Helicobacter pylori infection is a known risk factor for gastric cancer. The aim of the study was to determine the effect of H. pylori and age on gastric epithelial cell kinetics.

Methods

One hundred and fifty-seven patients (92 men, median age: 58.5 years, range: 18–85) who had undergone upper gastrointestinal endoscopy due to dyspeptic symptoms were enrolled into the study. Six antral biopsy samples were obtained for flow cytometric DNA analysis (expressed as proliferative index [PI], S+G2/M phase), presence of H. pylori (CLO-test, culture and histology), and histopathologic examination.

Results

Eighty-four (53.5%) patients were H. pylori positive and 93.3% of patients had diploid pattern and 6.7% expressed aneuploid pattern. The mean PI was 4.8 ± 0.2 for the whole group studied. PI were 5.14 ± 0.33 and 4.26 ± 0.36 for H. pylori (+) and H. pylori (−) patients respectively (P = 0.017). When age groups were taken into account, PI was found higher in patients over 75 years of age (n = 14, PI = 6.66 ± 1.3) compared to patients under 35 years of age (n = 25, PI = 3.83 ± 0.41, P = 0.014). There was no correlation between histological changes and PI. H. pylori (P = 0.045) and age (P = 0.082) were independent factors for PI.

Conclusion

PI of gastric antral mucosa increases in patients with H. pylori infection.
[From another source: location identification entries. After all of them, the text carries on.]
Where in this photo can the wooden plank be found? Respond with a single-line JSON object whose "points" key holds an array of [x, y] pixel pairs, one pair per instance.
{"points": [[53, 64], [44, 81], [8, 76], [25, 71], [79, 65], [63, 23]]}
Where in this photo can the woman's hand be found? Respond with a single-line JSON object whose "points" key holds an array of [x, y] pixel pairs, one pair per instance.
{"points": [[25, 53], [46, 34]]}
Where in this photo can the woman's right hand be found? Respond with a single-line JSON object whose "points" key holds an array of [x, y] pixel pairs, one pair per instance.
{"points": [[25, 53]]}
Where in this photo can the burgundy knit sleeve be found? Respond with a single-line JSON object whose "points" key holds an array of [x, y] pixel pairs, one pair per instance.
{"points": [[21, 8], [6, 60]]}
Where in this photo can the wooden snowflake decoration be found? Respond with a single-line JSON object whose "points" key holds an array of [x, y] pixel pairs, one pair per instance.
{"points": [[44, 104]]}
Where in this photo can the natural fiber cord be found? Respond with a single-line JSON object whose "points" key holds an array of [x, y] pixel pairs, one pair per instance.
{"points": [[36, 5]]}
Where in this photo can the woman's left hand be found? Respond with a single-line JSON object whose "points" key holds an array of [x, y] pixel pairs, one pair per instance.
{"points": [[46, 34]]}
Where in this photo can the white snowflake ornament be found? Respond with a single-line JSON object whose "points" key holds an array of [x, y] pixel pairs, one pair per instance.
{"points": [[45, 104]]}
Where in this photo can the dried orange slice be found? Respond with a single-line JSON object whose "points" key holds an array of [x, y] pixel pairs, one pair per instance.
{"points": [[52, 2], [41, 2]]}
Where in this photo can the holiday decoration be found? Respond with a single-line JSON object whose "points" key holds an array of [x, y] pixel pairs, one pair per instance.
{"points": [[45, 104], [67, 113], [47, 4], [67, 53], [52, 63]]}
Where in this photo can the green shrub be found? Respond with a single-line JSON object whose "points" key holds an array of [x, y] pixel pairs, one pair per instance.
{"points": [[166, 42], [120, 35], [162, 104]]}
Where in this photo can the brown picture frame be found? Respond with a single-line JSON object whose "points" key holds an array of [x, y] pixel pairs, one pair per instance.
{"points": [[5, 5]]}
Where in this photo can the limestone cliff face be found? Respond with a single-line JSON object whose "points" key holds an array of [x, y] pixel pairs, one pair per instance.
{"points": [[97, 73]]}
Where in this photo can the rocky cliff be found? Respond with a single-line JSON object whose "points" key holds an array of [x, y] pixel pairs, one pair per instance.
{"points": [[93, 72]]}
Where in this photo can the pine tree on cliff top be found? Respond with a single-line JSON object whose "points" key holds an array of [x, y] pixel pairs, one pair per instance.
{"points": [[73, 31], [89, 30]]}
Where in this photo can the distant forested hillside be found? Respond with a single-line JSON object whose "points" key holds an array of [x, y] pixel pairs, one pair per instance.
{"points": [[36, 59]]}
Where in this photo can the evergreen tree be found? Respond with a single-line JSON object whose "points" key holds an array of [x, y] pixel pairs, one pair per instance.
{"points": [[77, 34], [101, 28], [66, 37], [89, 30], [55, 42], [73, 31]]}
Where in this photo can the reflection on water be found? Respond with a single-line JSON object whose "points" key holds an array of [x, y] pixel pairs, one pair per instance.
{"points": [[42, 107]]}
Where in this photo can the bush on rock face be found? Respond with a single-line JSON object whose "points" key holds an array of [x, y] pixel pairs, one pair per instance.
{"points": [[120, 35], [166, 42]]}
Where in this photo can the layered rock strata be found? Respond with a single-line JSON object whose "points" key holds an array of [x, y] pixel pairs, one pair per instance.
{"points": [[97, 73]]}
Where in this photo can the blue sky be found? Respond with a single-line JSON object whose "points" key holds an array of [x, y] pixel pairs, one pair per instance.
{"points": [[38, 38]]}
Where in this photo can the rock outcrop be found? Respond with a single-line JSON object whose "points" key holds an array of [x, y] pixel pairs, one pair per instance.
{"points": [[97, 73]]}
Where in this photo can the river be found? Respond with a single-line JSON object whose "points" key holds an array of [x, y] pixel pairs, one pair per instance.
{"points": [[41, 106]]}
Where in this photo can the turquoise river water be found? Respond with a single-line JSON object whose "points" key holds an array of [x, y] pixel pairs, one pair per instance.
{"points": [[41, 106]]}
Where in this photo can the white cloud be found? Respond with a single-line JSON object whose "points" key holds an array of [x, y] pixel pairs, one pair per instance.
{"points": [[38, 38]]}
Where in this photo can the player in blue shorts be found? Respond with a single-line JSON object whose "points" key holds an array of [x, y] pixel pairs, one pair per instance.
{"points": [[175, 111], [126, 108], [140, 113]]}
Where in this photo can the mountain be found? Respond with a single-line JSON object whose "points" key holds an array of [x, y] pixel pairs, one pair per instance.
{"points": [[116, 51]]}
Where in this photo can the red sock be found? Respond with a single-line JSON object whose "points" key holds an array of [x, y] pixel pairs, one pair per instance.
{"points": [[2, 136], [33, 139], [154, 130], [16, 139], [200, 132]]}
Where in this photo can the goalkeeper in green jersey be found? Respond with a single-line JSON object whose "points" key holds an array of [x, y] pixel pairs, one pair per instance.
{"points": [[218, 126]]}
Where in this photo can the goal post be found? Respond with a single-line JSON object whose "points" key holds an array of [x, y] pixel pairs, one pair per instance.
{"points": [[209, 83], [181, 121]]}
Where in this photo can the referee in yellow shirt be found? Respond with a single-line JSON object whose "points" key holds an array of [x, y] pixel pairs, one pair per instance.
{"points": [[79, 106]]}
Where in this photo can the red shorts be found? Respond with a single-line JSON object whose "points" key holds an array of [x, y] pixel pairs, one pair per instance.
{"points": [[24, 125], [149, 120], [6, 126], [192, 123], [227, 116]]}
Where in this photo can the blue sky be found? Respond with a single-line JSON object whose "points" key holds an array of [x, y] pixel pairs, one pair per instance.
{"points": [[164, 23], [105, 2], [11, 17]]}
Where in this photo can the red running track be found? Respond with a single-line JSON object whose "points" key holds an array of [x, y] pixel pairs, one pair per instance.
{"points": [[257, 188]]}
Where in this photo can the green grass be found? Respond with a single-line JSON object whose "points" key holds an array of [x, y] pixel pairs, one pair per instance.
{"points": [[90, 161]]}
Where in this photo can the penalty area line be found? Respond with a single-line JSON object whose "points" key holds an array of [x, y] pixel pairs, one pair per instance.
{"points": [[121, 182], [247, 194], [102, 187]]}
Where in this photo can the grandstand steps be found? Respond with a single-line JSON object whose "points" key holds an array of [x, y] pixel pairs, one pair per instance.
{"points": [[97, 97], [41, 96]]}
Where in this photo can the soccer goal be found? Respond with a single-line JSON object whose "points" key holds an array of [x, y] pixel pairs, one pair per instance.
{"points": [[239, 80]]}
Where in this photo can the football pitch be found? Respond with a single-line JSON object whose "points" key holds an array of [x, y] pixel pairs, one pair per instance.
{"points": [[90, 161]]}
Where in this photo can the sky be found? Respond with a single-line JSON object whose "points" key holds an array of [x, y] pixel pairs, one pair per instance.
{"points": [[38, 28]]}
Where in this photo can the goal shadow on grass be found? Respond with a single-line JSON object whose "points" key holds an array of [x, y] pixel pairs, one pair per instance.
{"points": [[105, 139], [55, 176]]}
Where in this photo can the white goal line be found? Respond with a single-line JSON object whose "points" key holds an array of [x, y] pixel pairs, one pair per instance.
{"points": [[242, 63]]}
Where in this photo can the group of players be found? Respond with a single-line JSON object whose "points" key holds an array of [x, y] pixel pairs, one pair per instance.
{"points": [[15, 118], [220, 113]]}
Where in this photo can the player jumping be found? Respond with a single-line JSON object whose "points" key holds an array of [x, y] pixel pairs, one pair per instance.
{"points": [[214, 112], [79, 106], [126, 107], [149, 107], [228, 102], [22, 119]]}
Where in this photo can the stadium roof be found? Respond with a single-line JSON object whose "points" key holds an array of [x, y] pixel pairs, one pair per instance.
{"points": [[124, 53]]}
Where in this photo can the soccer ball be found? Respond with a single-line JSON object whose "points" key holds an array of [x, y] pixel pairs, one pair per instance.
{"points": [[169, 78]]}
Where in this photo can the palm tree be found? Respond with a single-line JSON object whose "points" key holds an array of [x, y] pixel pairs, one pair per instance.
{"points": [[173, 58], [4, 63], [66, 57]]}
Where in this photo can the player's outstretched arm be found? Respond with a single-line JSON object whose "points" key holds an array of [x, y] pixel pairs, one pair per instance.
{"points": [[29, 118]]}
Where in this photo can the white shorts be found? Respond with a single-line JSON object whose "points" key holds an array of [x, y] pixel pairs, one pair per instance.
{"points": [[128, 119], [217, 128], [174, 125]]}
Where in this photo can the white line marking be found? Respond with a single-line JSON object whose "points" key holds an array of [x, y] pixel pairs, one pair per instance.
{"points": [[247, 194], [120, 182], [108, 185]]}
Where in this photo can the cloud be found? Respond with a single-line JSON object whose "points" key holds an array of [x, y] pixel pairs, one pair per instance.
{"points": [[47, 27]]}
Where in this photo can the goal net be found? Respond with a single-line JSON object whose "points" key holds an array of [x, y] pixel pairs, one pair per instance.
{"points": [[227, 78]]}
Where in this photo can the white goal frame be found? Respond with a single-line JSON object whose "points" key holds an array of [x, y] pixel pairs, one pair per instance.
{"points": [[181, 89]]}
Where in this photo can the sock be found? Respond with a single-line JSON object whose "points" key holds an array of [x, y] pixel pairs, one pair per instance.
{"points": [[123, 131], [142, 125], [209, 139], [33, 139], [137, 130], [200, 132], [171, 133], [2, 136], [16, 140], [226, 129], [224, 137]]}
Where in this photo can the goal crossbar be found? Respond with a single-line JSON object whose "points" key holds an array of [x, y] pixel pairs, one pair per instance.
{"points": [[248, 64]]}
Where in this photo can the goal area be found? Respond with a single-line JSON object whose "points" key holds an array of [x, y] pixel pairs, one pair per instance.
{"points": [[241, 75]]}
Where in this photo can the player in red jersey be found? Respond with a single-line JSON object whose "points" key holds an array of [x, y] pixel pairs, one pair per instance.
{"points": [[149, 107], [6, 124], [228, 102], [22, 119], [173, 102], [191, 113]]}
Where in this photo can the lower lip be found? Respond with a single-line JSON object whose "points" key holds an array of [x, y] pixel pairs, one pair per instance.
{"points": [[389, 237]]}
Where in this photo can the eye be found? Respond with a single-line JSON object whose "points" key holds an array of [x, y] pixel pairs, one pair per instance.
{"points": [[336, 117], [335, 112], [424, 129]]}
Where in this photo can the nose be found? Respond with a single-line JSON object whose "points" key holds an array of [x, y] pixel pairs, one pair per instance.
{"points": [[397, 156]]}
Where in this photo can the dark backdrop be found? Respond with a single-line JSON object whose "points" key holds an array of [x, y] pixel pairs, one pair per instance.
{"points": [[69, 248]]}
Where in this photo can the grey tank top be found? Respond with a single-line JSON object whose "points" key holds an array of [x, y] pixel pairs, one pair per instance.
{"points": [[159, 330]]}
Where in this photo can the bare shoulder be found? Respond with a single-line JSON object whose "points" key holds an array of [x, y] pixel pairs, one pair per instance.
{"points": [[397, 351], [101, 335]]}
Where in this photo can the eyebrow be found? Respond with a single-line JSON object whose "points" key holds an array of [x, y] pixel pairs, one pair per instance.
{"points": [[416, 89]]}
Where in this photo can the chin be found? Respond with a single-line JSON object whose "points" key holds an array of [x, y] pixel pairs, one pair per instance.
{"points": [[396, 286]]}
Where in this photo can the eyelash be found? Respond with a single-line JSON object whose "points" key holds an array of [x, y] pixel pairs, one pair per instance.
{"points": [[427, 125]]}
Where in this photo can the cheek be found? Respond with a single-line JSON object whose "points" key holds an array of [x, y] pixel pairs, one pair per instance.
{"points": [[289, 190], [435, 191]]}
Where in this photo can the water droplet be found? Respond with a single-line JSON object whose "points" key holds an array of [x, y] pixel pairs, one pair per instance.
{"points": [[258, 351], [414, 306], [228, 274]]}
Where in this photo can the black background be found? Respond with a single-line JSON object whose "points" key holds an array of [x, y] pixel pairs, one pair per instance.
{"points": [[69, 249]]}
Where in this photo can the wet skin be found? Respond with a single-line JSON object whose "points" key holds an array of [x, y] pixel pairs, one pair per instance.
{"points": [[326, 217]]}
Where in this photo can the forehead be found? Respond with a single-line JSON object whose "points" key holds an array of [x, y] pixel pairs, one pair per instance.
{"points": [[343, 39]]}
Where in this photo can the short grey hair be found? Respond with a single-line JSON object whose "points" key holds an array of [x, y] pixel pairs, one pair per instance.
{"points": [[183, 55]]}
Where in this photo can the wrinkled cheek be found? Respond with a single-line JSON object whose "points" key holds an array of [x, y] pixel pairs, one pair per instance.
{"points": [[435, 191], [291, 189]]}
Although PI increases by age, H. pylori is the only factor that significantly and independently influences the rate of epithelial cell proliferation.

Introduction

Helicobacter pylori is the main cause of chronic gastritis, peptic ulcer disease and gastric mucosa associated lymphoid tissue (MALT) lymphoma [1], [2], [3]. Further, H. pylori is now considered as a class I carcinogen and it is predicted that the absence of infection would result in at least 60% fewer cases of gastric cancer worldwide [4], [5]. Chronic gastritis induced by H. pylori may lead to atrophy and intestinal metaplasia [6], [7]. Meta-analyses have shown that H. pylori colonization of the stomach is a risk factor for gastric cancer development [8]. Although gastric cancer is thought to be a multifactorial disease, one of the suggested mechanisms of cancer development is perturbation of cellular proliferation and induction of a hyperproliferative state [9], [10]. It has been shown that H. pylori infection accelerates the proliferation of both neoplastic and non-neoplastic epithelial cells in patients with dyspepsia, peptic ulcer disease and adenocarcinoma [11], [12], [13], [14], [15], [16], [17], [18]. Similarly, proliferative activity of gastric cancer has been found to be increased and confirmed in several studies using thymidine, bromodeosyuridine, and flow cytometry [19], [20]. In the study by Chow et al., it was depicted that neither H. pylori nor age had any significant effect on gastric antral mucosal cell proliferation [21]. On the other hand, it has been shown that prevalence of H. pylori infection and chronic gastritis are both increased in the elderly population [22]. However, Baldini et al., reported that the relationship between H. pylori infection and increased gastric epithelial cell proliferation is independent from age [23]. Therefore, the aim of this study was to investigate the effect of age and H. pylori infection on gastric antral epithelial cell proliferation.